As reported in Howard Thurman's autobiography, the song was one of Mahatma Gandhi's favorites. The song has been recorded by artists including Paul Robeson, Marion Williams, Marian Anderson, Johnny Cash, Roy Acuff, Phil Keaggy, Max Roach, Diamanda Galás, Harry Belafonte, The Seldom Scene, Diamond Version (with Neil Tennant), Bayard Rustin, Rajaton, Millennial Choirs and Orchestras, and Chris Rice. A writer from the Indianapolis News wrote about Paul Robeson's rendition, saying that "It was as startling and vivid a disclosure of reverent feeling of penetrating pathos as one could imagine."

==Lyrics==
The following lyrics are those printed in the 1899 Old Plantation Hymns; other variations exist.

Were you there when they crucified my Lord? (Were you there?)
Were you there when they crucified my Lord?
O sometimes it causes me to tremble! tremble! tremble!
Were you there when they crucified my Lord?

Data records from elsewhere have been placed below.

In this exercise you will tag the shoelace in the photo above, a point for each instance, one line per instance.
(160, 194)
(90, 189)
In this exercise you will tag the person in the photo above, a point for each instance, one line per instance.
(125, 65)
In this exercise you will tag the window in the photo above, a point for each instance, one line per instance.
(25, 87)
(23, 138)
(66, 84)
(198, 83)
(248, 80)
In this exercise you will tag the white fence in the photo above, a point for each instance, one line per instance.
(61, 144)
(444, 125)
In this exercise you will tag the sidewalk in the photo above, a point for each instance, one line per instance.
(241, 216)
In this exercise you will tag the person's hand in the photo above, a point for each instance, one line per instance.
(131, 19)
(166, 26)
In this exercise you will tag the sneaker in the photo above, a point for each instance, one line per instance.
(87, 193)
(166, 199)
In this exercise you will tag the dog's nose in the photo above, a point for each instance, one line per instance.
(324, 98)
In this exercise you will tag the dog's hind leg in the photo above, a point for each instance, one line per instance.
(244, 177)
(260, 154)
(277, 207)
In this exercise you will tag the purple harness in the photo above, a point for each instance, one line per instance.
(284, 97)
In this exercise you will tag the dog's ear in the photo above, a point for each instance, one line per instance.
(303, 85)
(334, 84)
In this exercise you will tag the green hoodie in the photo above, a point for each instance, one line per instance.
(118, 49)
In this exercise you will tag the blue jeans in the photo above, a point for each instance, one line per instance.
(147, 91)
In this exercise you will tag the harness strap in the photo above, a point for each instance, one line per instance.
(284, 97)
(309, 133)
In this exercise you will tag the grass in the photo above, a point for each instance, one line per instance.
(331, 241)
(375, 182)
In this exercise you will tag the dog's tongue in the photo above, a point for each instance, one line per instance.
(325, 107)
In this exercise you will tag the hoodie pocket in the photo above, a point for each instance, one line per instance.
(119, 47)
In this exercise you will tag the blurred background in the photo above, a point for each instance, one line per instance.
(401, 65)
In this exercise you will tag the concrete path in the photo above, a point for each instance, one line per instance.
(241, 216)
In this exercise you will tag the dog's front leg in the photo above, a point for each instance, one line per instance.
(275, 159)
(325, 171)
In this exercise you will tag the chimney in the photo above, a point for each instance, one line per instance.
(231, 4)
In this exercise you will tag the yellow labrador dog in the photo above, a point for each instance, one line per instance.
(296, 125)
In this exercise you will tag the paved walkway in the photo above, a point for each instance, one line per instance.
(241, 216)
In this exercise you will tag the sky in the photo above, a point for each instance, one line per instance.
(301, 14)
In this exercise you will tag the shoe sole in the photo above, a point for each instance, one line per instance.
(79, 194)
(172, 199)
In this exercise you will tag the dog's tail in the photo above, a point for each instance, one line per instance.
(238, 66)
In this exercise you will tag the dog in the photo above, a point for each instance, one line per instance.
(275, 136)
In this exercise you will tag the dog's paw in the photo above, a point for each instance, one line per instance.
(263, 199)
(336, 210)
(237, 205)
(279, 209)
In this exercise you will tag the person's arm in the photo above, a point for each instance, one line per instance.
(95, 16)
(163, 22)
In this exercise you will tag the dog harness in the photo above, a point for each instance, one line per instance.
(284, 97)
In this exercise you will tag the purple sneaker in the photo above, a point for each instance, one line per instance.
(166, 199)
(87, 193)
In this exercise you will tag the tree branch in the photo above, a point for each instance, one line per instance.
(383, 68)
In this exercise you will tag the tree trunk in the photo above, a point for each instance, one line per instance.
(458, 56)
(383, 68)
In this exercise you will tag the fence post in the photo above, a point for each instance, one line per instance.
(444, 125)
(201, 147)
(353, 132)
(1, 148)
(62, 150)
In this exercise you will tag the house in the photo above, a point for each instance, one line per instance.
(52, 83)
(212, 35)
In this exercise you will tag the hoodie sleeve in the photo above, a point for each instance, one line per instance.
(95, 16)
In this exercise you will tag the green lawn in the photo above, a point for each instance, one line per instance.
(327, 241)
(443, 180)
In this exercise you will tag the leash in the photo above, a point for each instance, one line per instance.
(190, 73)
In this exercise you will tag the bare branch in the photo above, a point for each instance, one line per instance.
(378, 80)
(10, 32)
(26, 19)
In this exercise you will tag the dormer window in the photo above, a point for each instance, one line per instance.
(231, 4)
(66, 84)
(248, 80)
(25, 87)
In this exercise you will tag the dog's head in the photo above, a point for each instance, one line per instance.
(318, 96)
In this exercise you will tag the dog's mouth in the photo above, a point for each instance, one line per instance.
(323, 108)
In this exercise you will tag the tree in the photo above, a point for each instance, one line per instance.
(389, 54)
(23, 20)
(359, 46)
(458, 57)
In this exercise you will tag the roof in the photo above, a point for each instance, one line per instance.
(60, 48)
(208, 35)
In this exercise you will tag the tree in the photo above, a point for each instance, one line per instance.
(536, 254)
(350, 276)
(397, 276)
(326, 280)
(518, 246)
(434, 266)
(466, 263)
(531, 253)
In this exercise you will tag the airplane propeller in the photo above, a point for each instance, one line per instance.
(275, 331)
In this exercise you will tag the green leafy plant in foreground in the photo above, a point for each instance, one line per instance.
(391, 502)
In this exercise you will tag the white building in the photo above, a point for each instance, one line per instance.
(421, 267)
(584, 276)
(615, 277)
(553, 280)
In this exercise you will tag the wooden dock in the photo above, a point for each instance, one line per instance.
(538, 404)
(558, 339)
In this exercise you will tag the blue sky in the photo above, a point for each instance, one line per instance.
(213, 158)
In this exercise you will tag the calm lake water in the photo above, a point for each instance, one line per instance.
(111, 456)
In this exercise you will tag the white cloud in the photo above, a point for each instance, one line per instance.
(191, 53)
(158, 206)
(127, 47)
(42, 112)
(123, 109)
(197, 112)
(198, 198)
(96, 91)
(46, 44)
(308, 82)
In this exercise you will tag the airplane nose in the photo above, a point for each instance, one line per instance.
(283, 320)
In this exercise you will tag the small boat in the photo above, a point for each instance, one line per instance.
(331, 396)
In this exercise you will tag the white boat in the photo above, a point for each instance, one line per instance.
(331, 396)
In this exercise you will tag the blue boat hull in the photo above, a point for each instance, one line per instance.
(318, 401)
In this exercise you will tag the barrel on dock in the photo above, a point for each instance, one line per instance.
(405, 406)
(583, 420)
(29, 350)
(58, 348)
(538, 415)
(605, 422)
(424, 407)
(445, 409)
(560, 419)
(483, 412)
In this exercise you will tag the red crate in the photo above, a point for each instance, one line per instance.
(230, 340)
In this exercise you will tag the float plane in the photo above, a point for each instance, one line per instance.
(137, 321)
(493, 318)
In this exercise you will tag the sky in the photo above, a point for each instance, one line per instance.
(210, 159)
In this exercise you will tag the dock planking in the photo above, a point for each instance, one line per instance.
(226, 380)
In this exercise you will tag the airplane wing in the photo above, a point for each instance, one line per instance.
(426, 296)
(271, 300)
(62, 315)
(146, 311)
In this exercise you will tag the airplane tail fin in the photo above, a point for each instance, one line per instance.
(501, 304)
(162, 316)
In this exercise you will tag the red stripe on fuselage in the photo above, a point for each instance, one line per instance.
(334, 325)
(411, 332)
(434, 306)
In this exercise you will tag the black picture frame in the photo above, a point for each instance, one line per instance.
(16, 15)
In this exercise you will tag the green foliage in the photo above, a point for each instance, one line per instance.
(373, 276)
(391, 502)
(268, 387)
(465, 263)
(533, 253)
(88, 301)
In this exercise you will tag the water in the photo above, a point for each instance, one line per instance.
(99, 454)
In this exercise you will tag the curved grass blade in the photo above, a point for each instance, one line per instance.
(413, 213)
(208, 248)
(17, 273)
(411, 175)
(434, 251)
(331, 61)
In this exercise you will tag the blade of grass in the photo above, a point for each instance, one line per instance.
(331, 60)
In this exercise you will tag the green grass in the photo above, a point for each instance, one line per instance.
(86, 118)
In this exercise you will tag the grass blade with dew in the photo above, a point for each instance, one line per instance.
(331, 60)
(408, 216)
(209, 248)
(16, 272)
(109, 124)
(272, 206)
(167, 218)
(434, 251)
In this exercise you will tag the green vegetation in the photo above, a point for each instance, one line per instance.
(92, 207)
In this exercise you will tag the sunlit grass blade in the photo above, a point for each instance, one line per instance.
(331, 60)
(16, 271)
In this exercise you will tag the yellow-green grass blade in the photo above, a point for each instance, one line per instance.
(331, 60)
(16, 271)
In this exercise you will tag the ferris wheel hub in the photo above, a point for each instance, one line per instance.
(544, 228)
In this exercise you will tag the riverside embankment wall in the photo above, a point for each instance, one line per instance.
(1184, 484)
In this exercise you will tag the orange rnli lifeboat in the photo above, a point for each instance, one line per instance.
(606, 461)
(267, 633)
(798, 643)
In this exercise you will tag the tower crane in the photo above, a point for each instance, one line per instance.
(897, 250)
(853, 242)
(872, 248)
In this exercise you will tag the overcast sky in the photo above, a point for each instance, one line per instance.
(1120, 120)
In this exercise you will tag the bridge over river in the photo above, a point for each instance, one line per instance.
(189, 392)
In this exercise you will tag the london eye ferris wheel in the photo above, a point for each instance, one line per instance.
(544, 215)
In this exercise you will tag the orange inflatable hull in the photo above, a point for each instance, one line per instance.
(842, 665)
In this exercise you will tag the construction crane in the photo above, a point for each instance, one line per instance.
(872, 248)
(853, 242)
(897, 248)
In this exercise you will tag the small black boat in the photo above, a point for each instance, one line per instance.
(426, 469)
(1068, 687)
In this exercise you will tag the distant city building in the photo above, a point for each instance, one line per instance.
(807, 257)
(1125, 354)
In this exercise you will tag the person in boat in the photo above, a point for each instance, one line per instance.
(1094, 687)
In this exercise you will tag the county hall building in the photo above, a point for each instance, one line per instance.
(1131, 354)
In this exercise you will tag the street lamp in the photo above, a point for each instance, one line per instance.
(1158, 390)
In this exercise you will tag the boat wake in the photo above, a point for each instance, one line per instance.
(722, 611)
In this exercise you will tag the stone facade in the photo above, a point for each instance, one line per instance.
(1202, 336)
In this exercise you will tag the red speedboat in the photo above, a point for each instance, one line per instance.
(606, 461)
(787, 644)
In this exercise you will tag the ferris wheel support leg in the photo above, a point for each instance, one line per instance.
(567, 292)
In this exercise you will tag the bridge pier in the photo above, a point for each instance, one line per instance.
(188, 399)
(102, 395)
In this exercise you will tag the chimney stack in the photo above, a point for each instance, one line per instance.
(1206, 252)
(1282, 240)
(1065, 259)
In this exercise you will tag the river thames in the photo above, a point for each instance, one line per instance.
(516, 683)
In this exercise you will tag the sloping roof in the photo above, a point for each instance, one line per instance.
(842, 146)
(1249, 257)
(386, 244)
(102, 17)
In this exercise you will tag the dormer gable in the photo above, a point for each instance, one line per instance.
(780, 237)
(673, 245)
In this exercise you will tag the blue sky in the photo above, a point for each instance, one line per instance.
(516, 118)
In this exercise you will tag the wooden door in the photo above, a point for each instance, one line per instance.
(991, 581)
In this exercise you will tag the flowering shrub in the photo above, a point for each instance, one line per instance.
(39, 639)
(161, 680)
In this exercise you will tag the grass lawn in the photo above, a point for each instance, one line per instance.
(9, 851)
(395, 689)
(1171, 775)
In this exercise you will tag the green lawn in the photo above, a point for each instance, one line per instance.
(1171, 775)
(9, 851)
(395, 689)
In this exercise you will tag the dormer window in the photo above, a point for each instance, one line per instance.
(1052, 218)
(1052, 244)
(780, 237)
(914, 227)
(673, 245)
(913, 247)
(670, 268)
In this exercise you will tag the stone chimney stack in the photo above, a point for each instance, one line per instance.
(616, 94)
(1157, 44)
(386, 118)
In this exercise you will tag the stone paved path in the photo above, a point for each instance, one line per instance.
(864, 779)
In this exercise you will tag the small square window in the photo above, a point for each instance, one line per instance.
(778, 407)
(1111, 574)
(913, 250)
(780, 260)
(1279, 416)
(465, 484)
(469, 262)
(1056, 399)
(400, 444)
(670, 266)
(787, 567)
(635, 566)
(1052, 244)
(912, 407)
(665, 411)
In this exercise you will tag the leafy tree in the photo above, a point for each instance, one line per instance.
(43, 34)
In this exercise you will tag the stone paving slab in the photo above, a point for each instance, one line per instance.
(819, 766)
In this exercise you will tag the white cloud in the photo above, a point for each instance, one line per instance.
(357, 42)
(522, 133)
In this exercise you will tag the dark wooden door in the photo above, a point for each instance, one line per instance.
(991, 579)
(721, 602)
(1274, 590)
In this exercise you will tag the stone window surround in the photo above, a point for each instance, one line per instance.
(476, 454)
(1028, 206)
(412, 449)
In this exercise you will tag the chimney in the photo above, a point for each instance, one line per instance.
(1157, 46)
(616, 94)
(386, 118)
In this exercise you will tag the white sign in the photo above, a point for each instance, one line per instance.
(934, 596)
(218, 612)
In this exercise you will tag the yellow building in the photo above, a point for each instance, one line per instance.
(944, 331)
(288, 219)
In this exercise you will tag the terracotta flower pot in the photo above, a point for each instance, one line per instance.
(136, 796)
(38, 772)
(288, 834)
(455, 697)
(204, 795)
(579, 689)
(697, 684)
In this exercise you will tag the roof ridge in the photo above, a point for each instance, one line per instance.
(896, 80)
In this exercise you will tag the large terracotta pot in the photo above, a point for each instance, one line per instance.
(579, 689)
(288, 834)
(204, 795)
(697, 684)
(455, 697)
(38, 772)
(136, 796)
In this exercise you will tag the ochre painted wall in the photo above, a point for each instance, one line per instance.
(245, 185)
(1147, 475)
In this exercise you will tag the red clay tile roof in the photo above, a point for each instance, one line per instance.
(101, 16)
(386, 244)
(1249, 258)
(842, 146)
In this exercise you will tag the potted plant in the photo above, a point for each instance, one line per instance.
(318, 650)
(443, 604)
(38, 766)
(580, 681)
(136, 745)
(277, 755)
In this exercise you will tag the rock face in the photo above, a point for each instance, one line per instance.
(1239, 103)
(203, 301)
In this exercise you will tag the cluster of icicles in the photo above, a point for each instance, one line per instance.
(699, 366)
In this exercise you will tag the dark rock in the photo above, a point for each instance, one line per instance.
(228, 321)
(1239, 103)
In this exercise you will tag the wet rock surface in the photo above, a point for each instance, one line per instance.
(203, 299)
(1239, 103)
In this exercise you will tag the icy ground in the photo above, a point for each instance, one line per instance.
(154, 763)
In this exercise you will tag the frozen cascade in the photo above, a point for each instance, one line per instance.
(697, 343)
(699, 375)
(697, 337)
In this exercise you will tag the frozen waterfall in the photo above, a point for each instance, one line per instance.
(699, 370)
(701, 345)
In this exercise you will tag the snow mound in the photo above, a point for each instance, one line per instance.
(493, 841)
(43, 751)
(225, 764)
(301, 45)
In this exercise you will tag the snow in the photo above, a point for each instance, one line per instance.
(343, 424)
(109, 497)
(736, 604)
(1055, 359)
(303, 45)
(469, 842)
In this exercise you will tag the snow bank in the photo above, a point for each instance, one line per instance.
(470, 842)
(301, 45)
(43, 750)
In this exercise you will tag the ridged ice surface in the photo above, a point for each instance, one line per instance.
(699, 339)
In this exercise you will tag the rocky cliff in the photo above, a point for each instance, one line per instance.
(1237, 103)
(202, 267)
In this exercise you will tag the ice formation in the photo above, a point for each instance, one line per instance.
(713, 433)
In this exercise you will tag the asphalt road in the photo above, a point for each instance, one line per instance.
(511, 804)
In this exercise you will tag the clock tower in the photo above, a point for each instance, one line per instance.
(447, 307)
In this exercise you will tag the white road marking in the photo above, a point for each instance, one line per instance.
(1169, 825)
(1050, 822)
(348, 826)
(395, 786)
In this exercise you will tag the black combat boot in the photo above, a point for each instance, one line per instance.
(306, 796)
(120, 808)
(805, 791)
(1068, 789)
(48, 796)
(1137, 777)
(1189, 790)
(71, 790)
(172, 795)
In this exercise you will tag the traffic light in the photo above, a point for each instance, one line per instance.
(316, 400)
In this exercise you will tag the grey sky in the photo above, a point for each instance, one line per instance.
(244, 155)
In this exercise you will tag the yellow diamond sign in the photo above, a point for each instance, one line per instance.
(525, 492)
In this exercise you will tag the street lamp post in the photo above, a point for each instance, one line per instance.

Were you there when they nail'd him to the cross? (Were you there?)
Were you there when they nail'd him to the cross?
O sometimes it causes me to tremble! tremble! tremble!
Were you there when they nail'd him to the cross?

Were you there when they pierced him in the side? (Were you there?)
Were you there when they pierced him in the side?
O sometimes it causes me to tremble! tremble! tremble!
Were you there when they pierced him in the side?

Were you there when the sun refused to shine? (Were you there?)
Were you there when the sun refused to shine?
O sometimes it causes me to tremble! tremble! tremble!
Were you there when the sun refused to shine?